The fact that site and radiologist experience have substantial effects on the false positive rate of LCS CT presents an opportunity for lung cancer screening programs. These programs may institute quality assurance and audit programs to evaluate their positive and false positive screening rates. Indeed, this is recommended by the draft American College of Radiology – Society of Thoracic Radiology Practice Parameter for lung cancer screening¹⁵. By comparing the performance of individual radiologists and the entire program to national metrics, radiologists may be able to adjust their thresholds for positive studies and come more in line with national averages. Additionally, early career radiologists may benefit from lung cancer screening CT training cases, a practice also used in mammography training. These interventions have the potential to reduce false positives and improve the overall cost effectiveness of lung cancer screening across the country.

This study has several limitations. Being a retrospective, multi-institutional study, we are limited by varied institutional practices, particularly for managing positive screening scans. However, that does reflect clinical practice in real world scenarios. Additionally, diagnoses of lung cancer were made by billing codes given the large numbers of patients involved. However, it is unlikely that there would be systematic bias in errors for billing codes with respect to the variables tested, except possibly site (it is possible that the community site would have more patients being diagnosed with cancer outside of our healthcare network). In addition, we included multiple billing codes associated with lung cancer, recorded at any point within one year of the screening CT, to mitigate this issue.

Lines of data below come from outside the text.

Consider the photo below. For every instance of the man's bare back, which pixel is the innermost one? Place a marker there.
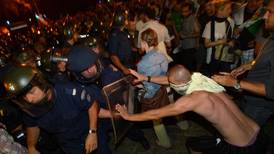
(236, 128)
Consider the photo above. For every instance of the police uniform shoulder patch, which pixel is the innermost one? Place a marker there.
(83, 94)
(74, 91)
(88, 98)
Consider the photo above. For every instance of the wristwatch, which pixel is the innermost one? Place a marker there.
(237, 85)
(92, 131)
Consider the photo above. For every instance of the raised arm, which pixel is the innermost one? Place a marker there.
(91, 139)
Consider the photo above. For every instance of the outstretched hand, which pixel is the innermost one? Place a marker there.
(122, 109)
(139, 77)
(225, 79)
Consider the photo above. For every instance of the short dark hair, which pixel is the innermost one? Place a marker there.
(187, 4)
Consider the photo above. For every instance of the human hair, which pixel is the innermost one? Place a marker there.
(179, 74)
(150, 36)
(220, 4)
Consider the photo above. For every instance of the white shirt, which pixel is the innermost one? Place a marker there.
(162, 34)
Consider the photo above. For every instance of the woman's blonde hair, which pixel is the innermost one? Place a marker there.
(150, 36)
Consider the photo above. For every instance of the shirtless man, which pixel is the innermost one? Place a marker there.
(240, 133)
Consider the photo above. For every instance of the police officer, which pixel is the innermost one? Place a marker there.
(66, 110)
(88, 69)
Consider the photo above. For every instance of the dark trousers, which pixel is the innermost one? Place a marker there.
(187, 57)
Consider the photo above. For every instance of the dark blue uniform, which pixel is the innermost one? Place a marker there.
(68, 119)
(119, 44)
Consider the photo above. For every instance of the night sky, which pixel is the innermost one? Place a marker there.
(14, 10)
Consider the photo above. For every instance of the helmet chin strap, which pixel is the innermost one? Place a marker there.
(79, 77)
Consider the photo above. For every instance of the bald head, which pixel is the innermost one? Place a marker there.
(178, 74)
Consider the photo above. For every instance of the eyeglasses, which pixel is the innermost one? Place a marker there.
(270, 10)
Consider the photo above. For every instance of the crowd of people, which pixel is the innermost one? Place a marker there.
(215, 55)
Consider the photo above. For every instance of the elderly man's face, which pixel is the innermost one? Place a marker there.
(269, 17)
(35, 95)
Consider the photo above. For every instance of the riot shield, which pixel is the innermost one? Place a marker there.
(120, 92)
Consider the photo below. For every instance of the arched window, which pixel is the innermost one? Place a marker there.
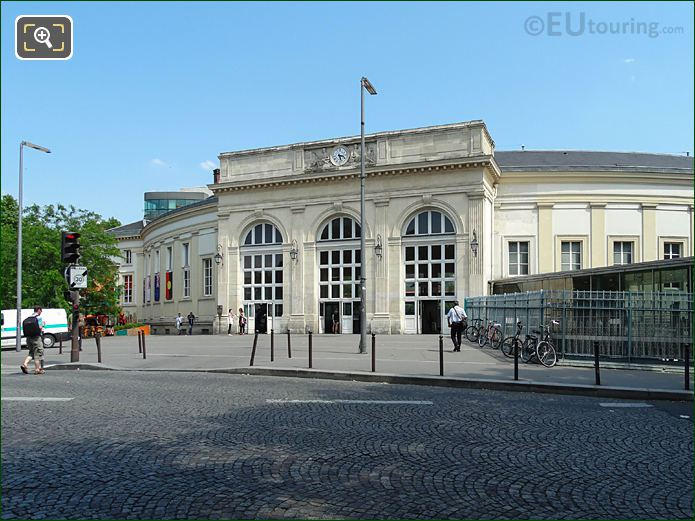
(340, 269)
(262, 234)
(430, 222)
(262, 266)
(340, 228)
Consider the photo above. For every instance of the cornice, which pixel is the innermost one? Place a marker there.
(298, 179)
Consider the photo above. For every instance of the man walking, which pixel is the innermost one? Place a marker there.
(179, 324)
(191, 319)
(33, 330)
(455, 318)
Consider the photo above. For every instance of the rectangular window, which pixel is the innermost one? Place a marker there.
(571, 253)
(622, 252)
(672, 250)
(185, 256)
(127, 289)
(207, 277)
(186, 283)
(518, 258)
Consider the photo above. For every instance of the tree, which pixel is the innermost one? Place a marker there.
(43, 281)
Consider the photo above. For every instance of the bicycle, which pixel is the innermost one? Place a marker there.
(492, 334)
(473, 331)
(511, 343)
(545, 350)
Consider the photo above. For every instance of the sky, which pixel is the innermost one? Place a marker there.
(155, 91)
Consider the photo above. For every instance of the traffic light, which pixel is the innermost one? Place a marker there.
(70, 247)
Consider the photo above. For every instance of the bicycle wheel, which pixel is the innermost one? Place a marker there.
(546, 354)
(482, 338)
(508, 347)
(528, 351)
(496, 341)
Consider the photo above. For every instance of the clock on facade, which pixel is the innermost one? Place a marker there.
(339, 156)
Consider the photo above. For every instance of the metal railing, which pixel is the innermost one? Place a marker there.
(629, 326)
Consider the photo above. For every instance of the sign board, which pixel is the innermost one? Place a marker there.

We do note that the likelihood of at least a small number of missed lung cancer diagnoses means that our false positive rate more accurately represents an upper bound for the true false positive rate. Another limitation is in calculation of radiologist annual volume, which only measures lung cancer screening CTs read within our network; we did not account for non-lung cancer screening chest CT volume or any work done outside of our network.

In conclusion, a number of factors influence the rate of false positive results in CT LCS, including patient factors such as emphysema/COPD, baseline scans, and radiologist factors including radiologist experience. Policymakers should be aware of these factors when assessing the cost-effectiveness of lung cancer screening in the real world, and radiologists should be aware of these factors when building and running lung cancer screening programs. Hopefully, use of quality assurance and audit programs can help to reduce site-to-site and radiologist-to-radiologist variability and improve the cost-effectiveness of lung cancer screening in the future.